The energy programming currently being developed must confirm the ambitious objectives of 18 GW installed in 2035 and more than 40 GW in 2050, but it must also plan the concrete and regular path to achieve this. This visibility of the order book is essential for investments in production equipment and port facilities. The creation of a unified public debate by seafront offers the possibility of real spatial and temporal planning to best reconcile the different uses of the sea (fishing, maritime routes, defense, energy) but also the preservation of biodiversity.

Ecological planning must stop being a word borrowed from the speeches of France Insoumise and finally become a concrete reality. A national port strategy must work on complementarities rather than competition, particularly with a view to the development of floating parks. Vocational training needs must be anticipated, from the vocational high school that must be defended, to local higher education courses.

Necessary protectionism

The location of the value chain is another issue. France has solid assets: blade factories in Cherbourg, assembly of turbines in Montoir-de-Bretagne and Le Havre, manufacturing of electrical substations at the Atlantique shipyards in Saint-Nazaire, and even floats even in the Lot without mentioning the cables, or ball bearings. Due to the delay in the construction of French parks, many of our companies have developed exports to Europe.
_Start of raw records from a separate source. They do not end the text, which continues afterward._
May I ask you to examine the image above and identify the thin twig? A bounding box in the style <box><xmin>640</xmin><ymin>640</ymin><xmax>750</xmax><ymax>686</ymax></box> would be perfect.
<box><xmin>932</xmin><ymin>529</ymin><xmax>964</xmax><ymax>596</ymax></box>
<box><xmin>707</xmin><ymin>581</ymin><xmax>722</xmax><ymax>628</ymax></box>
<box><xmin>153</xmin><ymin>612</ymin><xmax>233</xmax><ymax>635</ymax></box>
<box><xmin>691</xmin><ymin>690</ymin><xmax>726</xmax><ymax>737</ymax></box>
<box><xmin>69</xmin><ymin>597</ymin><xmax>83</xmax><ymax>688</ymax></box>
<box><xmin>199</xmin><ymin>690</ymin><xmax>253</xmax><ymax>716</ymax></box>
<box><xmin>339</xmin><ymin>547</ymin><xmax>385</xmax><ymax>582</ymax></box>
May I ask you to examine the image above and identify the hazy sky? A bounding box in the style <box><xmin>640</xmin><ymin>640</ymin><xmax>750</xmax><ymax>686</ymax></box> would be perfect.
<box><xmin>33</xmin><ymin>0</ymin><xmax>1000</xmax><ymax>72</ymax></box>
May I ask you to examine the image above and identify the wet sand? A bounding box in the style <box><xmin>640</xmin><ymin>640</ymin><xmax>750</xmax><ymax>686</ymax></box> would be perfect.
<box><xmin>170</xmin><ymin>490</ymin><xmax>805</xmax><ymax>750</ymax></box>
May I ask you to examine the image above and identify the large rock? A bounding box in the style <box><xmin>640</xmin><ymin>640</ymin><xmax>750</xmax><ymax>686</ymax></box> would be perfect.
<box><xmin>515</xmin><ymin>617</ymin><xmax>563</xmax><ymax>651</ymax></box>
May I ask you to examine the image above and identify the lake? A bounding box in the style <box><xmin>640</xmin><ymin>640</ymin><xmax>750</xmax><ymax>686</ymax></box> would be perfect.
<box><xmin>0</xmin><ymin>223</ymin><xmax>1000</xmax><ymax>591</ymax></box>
Today, the race for low prices and the inflationary environment are a double threat. That of the lack of investment or even projects on the one hand, of a sidelining of French suppliers on the other hand. It is essential to protect the sector against unfair international competition (Chinese and tomorrow American?) through protectionist rules in the name of industrial and energy sovereignty, at least on a European scale. Will the EU and France allow a sector of excellence to be destroyed as they abandoned the photovoltaic sector?

On the importance of non-price criteria

This is why the price criterion cannot be the only element discriminating the award of calls for tenders. At 45 euros/MWh in Dunkirk or the English Channel, maritime wind power has already demonstrated its competitiveness compared to other energies, notably nuclear. Seeking only to further reduce these prices exposes the sector to relocation. Elsewhere, the race for price results in unacceptable social dumping, as evidenced by the use of a ship flying the flag of Vanuatu for the construction of the Saint-Brieuc park.

The major players in the sector themselves realize that the race for low costs is strangling them at a time of rising raw materials and bank rates. From an economic and social point of view, as well as in view of popular support for the deployment of maritime wind power, this purely financial logic must be broken. Just as there is a Defense Industrial and Technological Base (BITD), we must take responsibility for building a Renewable Energy Industrial and Technological Base (BITER).

While the giants of the sector are seeking public assistance in the face of inflation, public authorities must support this strategic sector. But it must not do so without demanding compensation for local content and jobs, better ecological claims (for example on full recyclability) and even public or semi-public control of strategic players yesterday sold to GE or Siemens. National interest and general human interest in the face of climate change must prevail over European competition rules whenever necessary.

The Saint-Nazaire wind farm is the pride of a working and industrial area which is embarking on its ecological bifurcation and beginning a new industrial epic. The country can follow this path.